View Full Version : How do you know if your site has been crawled or indexed
loseriam
08-07-2004, 11:06 AM
I was just wondering how do you know when or if your site was crawled or indexed with these search engines. I see people saying that there site was crawled many times but how do they know and how can I find out if mine has been crawled.
Thank you
kevin
minstrel
08-07-2004, 12:06 PM
Didn't I just see this question posted in another thread?
Anyway, the answer is: look at your website logs - depending on which stats package your host uses, you may see spiders identified by their names (Slurp, Googlebot, MSNbot, etc.) or you'll see the spidernames or "refering" (sic) agents in the "agents" section appended to an entry like "Internet Explorer... MSNbot".
sfowler
08-07-2004, 03:47 PM
If you don't fancy wasding through the logs or don't have easy access to them, then just cut out a unique sentence from a page and paste it in as a search. If the page has been indexed by that SE, your pagee has to come up top of the list.
ronniethedodger
08-10-2004, 05:31 AM
C'mon people ... is this SE-101 stuff or what? =)
1. Use the site:www.domain.com query.
2. For server log analysis ... software like AWstats or Sawmill will do the trick. They will identify bot activity (although Sawmill does a better job of it.) No need to wade thru the raw log files.
3. Another way is with scripts that you can attach to the footers of all your pages. Some of these scripts are designed to trigger an entry for bot activity (amongst other things). The scripts are in a variety of flavors Perl, PHP, ASP, etc.
sfowler
08-11-2004, 07:27 AM
Sure, but I find this way is the easiest way to check if an updated text is genuinely in the index, especially when I know that the page was there beforehand.
ronniethedodger
08-12-2004, 10:18 PM
Sure, but I find this way is the easiest way to check if an updated text is genuinely in the index, especially when I know that the page was there beforehand.

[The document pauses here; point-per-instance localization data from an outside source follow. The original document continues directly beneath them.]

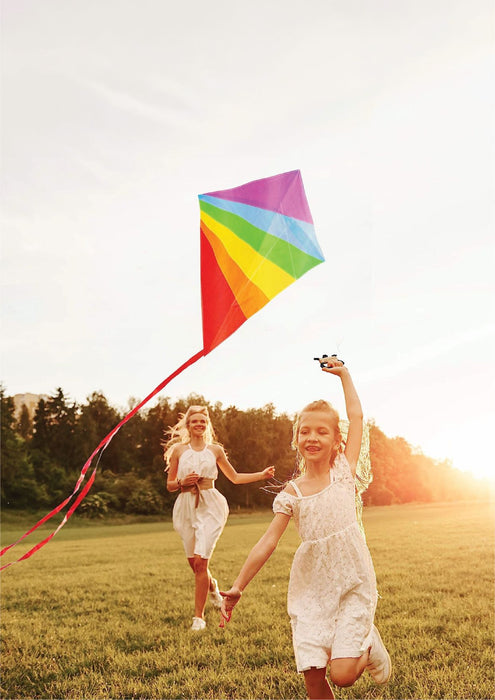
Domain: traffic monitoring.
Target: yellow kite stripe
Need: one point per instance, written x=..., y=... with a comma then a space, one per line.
x=270, y=278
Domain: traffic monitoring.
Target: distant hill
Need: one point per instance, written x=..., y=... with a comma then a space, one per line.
x=29, y=400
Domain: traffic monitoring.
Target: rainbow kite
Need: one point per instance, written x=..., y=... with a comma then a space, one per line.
x=256, y=240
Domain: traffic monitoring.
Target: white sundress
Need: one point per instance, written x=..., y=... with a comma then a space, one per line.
x=332, y=588
x=199, y=527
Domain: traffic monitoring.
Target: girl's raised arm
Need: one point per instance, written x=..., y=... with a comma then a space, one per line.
x=353, y=409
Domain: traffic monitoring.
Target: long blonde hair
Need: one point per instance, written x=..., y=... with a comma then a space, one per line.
x=179, y=433
x=324, y=406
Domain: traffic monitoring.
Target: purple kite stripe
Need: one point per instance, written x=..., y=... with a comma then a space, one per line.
x=282, y=193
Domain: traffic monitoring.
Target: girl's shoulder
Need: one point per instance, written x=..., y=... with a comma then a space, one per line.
x=285, y=500
x=216, y=449
x=289, y=489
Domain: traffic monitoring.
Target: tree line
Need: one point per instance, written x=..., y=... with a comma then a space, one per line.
x=42, y=456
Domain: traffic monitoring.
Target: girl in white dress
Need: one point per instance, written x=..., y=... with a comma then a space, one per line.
x=200, y=511
x=332, y=588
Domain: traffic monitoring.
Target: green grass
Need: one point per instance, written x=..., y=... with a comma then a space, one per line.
x=103, y=612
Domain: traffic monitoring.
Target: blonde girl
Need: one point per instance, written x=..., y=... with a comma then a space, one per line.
x=192, y=456
x=332, y=589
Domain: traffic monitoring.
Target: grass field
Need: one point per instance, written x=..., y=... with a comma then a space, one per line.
x=103, y=612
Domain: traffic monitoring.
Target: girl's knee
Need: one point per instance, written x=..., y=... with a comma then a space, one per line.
x=343, y=672
x=200, y=565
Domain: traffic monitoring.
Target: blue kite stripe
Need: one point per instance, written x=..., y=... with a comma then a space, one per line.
x=299, y=233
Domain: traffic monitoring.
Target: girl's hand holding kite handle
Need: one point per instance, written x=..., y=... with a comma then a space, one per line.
x=230, y=600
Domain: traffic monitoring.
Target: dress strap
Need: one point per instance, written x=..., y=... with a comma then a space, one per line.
x=296, y=488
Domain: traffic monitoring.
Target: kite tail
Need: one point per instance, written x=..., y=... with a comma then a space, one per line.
x=101, y=447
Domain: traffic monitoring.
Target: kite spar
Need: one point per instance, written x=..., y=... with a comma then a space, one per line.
x=256, y=240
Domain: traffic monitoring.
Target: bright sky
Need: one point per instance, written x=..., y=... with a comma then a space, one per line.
x=117, y=113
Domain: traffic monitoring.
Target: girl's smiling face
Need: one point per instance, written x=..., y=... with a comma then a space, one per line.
x=316, y=436
x=197, y=424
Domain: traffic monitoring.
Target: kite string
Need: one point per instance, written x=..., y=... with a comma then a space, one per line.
x=101, y=447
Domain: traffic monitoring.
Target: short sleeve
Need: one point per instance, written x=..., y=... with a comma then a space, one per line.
x=282, y=503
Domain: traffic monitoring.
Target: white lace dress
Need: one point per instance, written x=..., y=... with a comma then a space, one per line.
x=199, y=527
x=332, y=589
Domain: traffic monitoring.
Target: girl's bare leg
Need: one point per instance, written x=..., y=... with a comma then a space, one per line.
x=317, y=685
x=345, y=672
x=202, y=580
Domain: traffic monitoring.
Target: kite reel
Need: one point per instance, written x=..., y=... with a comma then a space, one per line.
x=323, y=363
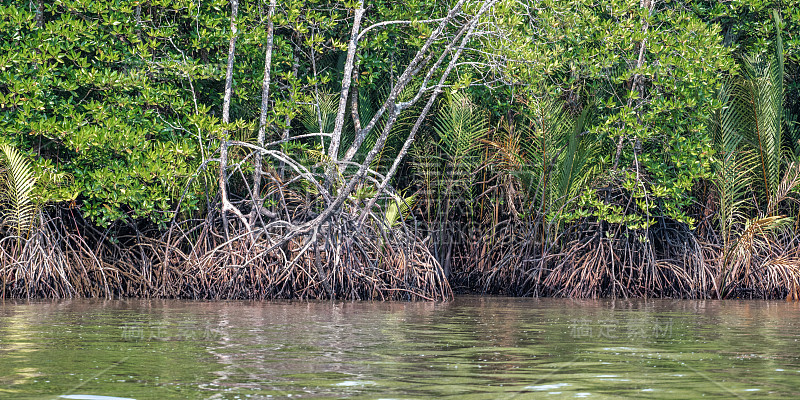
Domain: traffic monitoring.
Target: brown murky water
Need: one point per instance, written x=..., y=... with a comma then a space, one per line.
x=471, y=348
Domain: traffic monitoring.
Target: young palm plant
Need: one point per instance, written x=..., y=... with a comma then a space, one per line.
x=17, y=182
x=756, y=163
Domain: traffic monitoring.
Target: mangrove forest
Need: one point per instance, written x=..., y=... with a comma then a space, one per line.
x=388, y=150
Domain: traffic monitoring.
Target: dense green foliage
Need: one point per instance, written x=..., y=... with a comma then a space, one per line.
x=638, y=115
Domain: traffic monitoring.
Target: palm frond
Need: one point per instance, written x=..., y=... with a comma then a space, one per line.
x=17, y=182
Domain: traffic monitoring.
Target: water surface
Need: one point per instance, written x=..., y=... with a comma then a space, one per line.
x=471, y=348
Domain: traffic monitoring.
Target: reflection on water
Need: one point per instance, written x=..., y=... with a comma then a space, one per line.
x=472, y=348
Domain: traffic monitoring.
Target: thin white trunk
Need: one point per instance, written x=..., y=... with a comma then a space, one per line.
x=333, y=151
x=262, y=121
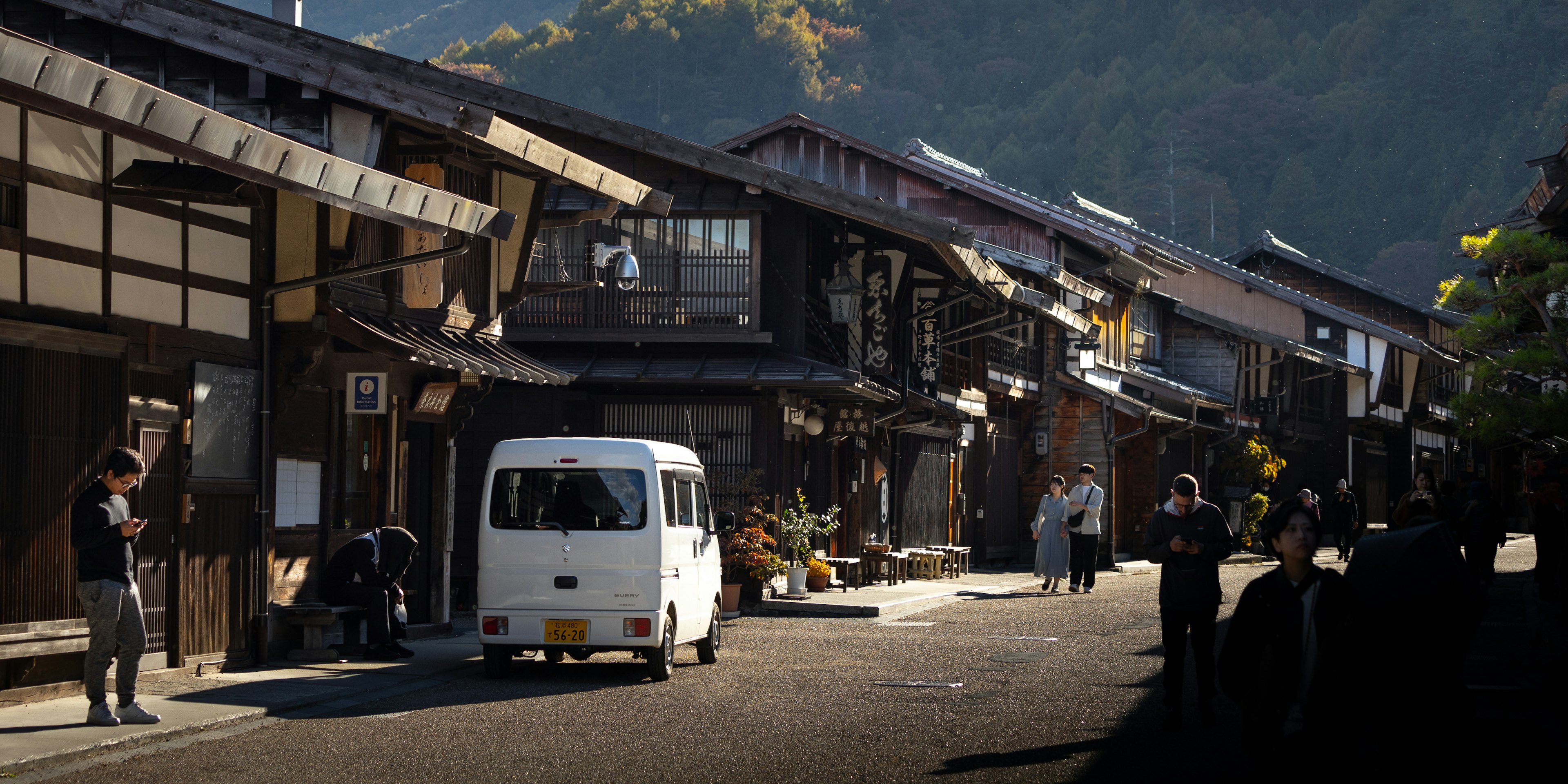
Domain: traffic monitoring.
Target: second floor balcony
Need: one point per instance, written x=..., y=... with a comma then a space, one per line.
x=698, y=276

I wish I could remember the link, but there is a site that uses this technique for member profiles.
They have a system of coding the profiles of members into this teeny-tiny text onto their pages. It looks something like this (almost barcode looking):
CQ10J KL90Y JK74Y IS72K SO34A SL45W AI78E
AO23A AI23A IC22I AU223 AY2343F OA232D IF839A
YA34A OD098I GA387E NX73D HA399U EW939U EY9449D
JK4940D FH3030A AK2928Y CA3930J AK399D HF3030A
Then they leverage Google search to find the closest matches for your own profile ... since this code is part of the page. Pretty ingenious use of Google.
So yep ... a unique string on your pages will do the trick. Unless it is Yahoo of course, then there is a delay between the crawl and the actual indexing of the page.